Yeah, yeah, that's great. That's a funny story actually, that I would be nervous as well, especially because you started off as just a mom with just your kids and now you're meeting with somebody in the government that sits in the House of Representatives and is trying to make this reform through whole nationwide. That would be a little scary.

DE:

It really was. And Bob became a really close mentor to me. He would send me emails on all the different things happening to literacy in the world. He would CC me on them, he would coach me. I was looking back at some of the emails as I was preparing for this and all the questions I asked him, he would answer in detail. We'd talk for hours on the phone. If I went to an IDA conference, there'd be people coming up to me saying, Bob Sweet told me I need to come and say hello.

GH:

Wow.

DE:

He really just helped me understand the bigger picture, helped mentor me as I grew Logic of English. He was involved in mentoring me as I grew an organization. So many pieces.

GH:

Wow, that's amazing. So he reached out to you and said, "Hey, your book that I'm holding right now," really influenced him to reach out to you and really get this out to the United States. That's an amazing, amazing achievement. Let's talk about the book a little bit. So I've read the book, I found a whole bunch of stuff that I did not know, that I wasn't taught. So with your Logic of English book, there are a lot of rules in there, and I was a little overwhelmed. There's 75 rules for phonics and that sort of thing. There's a lot of rules that show a connection between spelling, grammar, and morphology kind of all in one. Of course, this is very important to you, but how important do you think it is for teachers to use these connections in their literacy instruction?

DE:

I think it's really important. I think if we look at the body of work that's become the science of reading, right? It's a multidisciplinary field. A single thread that's running through all of it is that students need to understand how to decode words. If you look at the simple view of reading, decoding times language comprehension equals your ability to read and comprehend. Decoding is part of that. If you can't teach a child to decode, well, you have a problem. You look at the five strands of reading from the national reading panel, phonemic awareness, systematic phonics, well those are working on those decoding skills. You look at orthographic mapping, right? It's again, learning the letter sounds correspondences creates this amalgamation in the brain that gives you the impression that you can read words by sight. Same thing with the neuroscience. It's all contingent on the letter box.

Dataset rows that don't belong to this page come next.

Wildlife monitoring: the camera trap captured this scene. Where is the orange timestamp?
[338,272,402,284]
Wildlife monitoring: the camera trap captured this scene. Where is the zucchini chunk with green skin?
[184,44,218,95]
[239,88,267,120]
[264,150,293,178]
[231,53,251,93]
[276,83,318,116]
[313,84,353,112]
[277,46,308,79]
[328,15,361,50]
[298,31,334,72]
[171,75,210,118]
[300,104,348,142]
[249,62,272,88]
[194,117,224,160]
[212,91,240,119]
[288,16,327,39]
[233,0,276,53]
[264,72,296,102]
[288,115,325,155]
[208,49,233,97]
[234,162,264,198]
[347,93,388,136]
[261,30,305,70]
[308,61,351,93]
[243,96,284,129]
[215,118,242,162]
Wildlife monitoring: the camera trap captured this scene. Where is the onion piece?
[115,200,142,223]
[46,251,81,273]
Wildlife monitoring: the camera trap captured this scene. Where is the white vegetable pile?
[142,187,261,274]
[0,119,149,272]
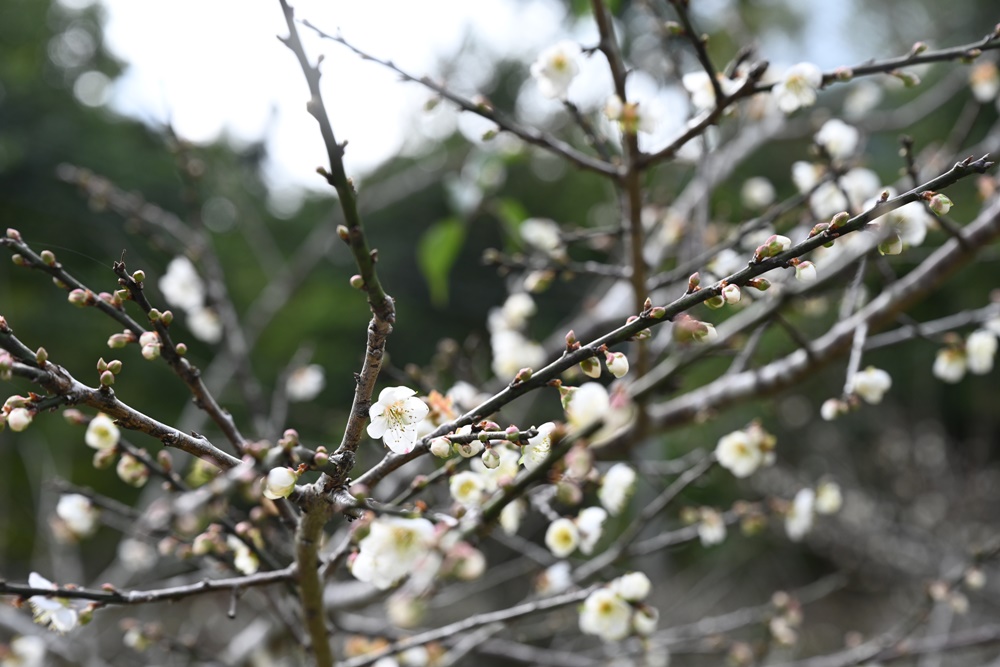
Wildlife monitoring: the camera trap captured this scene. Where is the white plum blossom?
[351,516,434,590]
[159,256,205,311]
[264,467,299,500]
[576,507,608,556]
[604,352,628,379]
[597,463,636,516]
[28,572,83,634]
[580,588,632,642]
[368,387,430,454]
[740,176,777,211]
[772,62,823,114]
[83,412,121,449]
[965,329,997,375]
[604,95,656,134]
[566,382,611,429]
[7,408,34,432]
[931,347,966,384]
[56,493,100,537]
[531,40,580,99]
[448,470,486,507]
[849,366,892,405]
[608,572,653,602]
[518,422,556,470]
[785,489,816,542]
[698,507,726,547]
[545,517,580,558]
[715,431,764,477]
[285,364,326,403]
[518,218,563,255]
[816,482,844,514]
[814,118,861,160]
[226,535,260,574]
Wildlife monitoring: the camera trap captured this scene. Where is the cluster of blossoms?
[158,256,222,343]
[351,516,437,590]
[931,327,1000,384]
[785,482,843,542]
[580,572,659,642]
[486,292,545,378]
[715,423,776,477]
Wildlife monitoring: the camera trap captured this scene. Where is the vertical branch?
[592,0,650,438]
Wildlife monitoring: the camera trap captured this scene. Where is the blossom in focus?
[7,408,34,432]
[531,40,580,99]
[965,329,997,375]
[849,366,892,405]
[785,489,816,542]
[28,572,82,634]
[772,63,823,114]
[580,588,632,642]
[545,517,580,558]
[351,516,434,590]
[518,422,556,470]
[597,463,636,516]
[368,387,430,454]
[264,467,298,500]
[159,256,205,311]
[715,431,764,477]
[83,412,121,449]
[814,118,861,160]
[285,364,326,403]
[564,382,611,429]
[56,493,100,537]
[931,347,966,384]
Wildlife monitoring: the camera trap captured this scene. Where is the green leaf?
[417,218,465,308]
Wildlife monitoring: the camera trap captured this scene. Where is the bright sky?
[61,0,856,214]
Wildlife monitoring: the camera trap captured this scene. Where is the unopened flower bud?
[483,447,500,470]
[705,294,726,310]
[68,288,92,308]
[830,211,851,229]
[580,357,601,378]
[928,193,954,215]
[604,352,628,378]
[431,438,451,459]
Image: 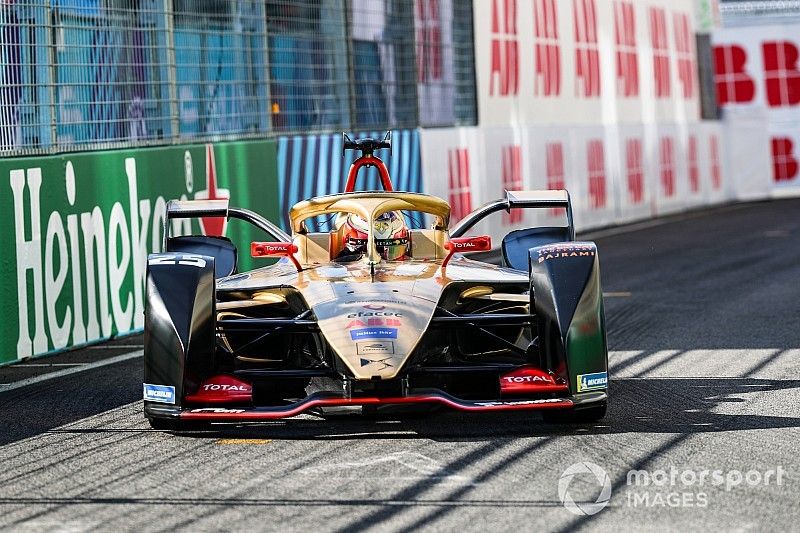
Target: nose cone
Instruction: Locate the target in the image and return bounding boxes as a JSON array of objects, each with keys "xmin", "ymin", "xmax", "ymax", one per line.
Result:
[{"xmin": 314, "ymin": 288, "xmax": 436, "ymax": 380}]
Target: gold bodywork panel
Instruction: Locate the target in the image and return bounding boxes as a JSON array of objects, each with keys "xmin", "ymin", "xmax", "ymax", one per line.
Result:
[
  {"xmin": 217, "ymin": 192, "xmax": 528, "ymax": 380},
  {"xmin": 217, "ymin": 256, "xmax": 528, "ymax": 380},
  {"xmin": 289, "ymin": 192, "xmax": 450, "ymax": 264}
]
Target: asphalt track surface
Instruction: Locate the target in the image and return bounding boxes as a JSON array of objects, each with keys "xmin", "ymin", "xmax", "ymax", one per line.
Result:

And so there's this thread running through all of this research, and again, this research applies to any language or every language, but in English you have to be able to decode the words to be able to read them. And we know that when students learn how to decode, then they can self-teach fluency by practicing decoding words. So that's why I shared a few of those early readers with you. I've analyzed a lot of these early readers and with the phonics rules we teach, we often leave about 43, 46% of the book as exceptions. So that's a lot of guessing. So if we want to do what Emily Hanford was suggesting in Sold a Story and eliminate cuing, we need to give kids the information they need to decode.

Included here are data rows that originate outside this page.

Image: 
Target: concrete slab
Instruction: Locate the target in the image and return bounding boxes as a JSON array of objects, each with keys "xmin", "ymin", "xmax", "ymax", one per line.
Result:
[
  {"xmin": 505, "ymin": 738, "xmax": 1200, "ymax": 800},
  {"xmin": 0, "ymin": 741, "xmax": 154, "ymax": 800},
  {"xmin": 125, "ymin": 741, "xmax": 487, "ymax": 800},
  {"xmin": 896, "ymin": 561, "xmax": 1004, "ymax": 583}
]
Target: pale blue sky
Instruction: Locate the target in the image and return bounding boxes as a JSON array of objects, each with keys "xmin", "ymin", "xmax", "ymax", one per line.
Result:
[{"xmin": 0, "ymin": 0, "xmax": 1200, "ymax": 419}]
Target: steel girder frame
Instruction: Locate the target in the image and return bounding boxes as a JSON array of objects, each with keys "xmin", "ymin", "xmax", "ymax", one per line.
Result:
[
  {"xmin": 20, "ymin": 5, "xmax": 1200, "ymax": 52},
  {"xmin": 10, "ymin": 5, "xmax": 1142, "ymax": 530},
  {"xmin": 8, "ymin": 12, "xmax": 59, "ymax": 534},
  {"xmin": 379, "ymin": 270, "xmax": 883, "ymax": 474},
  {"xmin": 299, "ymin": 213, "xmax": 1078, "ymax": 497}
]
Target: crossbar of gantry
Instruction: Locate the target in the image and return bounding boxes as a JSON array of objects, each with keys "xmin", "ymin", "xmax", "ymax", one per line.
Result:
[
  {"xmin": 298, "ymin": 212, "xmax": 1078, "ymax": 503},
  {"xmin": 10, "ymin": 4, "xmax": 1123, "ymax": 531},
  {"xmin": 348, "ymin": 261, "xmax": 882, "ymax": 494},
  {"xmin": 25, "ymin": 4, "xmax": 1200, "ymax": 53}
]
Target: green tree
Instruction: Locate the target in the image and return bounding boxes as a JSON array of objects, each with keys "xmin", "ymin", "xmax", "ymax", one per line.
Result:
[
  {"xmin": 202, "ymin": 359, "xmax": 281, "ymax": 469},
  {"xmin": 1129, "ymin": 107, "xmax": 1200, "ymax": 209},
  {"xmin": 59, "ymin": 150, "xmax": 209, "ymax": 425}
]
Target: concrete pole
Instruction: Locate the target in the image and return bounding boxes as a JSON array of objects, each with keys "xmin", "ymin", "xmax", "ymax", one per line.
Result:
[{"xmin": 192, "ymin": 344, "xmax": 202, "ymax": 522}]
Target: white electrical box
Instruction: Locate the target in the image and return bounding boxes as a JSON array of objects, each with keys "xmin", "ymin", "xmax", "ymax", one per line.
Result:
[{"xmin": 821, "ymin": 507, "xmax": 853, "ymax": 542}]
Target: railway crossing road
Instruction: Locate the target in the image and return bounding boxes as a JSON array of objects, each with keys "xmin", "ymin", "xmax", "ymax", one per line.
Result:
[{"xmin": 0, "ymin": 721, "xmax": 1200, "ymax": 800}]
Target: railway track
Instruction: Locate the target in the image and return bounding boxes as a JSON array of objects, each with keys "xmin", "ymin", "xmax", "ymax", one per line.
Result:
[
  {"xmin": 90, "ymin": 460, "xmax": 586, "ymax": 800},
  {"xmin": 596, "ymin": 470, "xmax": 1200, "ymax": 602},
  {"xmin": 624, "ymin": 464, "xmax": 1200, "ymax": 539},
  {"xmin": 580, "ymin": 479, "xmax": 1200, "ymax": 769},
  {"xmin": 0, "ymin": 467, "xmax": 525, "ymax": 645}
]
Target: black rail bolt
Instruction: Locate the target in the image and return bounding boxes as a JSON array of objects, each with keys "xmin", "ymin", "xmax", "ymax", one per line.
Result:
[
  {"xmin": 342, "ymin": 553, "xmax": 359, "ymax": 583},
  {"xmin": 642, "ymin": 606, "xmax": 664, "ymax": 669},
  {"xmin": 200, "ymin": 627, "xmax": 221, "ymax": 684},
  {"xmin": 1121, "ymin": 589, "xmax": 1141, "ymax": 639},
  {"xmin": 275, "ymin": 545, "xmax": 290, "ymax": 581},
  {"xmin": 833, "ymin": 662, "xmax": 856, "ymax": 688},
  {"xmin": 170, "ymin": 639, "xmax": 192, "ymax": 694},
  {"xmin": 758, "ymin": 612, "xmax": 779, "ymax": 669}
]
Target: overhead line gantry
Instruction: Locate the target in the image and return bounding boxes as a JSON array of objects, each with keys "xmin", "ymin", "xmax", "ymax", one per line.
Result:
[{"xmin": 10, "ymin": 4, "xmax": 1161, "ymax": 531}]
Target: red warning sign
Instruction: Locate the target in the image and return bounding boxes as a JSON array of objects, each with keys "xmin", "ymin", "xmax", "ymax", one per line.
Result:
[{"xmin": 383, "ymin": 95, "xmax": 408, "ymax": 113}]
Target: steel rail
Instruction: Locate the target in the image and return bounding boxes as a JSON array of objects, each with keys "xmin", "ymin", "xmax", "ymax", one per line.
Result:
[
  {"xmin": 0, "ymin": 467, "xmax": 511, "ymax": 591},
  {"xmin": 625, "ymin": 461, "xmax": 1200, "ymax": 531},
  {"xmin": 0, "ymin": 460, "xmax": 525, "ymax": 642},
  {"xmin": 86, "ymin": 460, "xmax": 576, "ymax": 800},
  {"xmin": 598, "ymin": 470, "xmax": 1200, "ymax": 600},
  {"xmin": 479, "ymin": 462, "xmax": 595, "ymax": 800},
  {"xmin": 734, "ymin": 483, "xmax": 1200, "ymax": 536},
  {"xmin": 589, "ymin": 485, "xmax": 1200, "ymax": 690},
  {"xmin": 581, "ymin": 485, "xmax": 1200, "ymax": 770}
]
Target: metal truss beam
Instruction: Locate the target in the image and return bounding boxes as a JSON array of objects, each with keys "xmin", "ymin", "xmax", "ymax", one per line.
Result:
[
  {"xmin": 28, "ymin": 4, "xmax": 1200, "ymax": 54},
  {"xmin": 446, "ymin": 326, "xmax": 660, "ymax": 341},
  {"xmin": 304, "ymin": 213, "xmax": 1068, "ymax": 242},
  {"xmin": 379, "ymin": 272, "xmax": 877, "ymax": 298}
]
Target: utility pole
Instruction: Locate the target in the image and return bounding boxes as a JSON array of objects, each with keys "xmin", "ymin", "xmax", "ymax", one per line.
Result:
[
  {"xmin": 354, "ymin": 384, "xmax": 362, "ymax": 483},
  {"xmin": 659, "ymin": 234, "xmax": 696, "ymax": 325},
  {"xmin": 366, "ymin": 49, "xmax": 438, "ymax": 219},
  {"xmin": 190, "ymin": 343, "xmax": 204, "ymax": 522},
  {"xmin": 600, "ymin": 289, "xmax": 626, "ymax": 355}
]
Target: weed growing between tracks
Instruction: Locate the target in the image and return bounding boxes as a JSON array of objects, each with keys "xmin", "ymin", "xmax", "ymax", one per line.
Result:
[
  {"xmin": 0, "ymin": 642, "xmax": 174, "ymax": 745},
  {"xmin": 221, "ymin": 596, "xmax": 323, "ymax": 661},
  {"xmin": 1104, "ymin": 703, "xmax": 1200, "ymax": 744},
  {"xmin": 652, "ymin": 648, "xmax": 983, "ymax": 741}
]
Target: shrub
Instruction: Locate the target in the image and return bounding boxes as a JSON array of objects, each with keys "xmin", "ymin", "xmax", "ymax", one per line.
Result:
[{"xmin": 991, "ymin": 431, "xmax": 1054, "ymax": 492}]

And I think one of the things that's so powerful about Orton Gillingham, and this is an area I personally want to do more research, but as I understand it, as Anna Gillingham was developing those phonograms, she was looking not just at what phonograms to teach from a broad set of words, but from the high frequency words because kids are encountering those words frequently. So if they can decode those, then they'll begin to orthographically map them and that will build them into fluent readers.

So I think this is very important from the instructional standpoint in literacy for reading, but it also applies to spelling. When I speak, I like to show how these rules help solve problems. Why do we drop the E in like to make liking but not in charge to make chargeable? There are so many words where we as adults maybe just accept that these are hard to spell. But when you understand how English works, it's perfectly logical. You have an understanding of it. Also, we speak this huge language. We have over a million words in the language. No one knows a million words, but we may know 25, 50,000 words. You can't memorize all those. You can memorize 75 phonograms and their sounds. You can't memorize 25,000 words.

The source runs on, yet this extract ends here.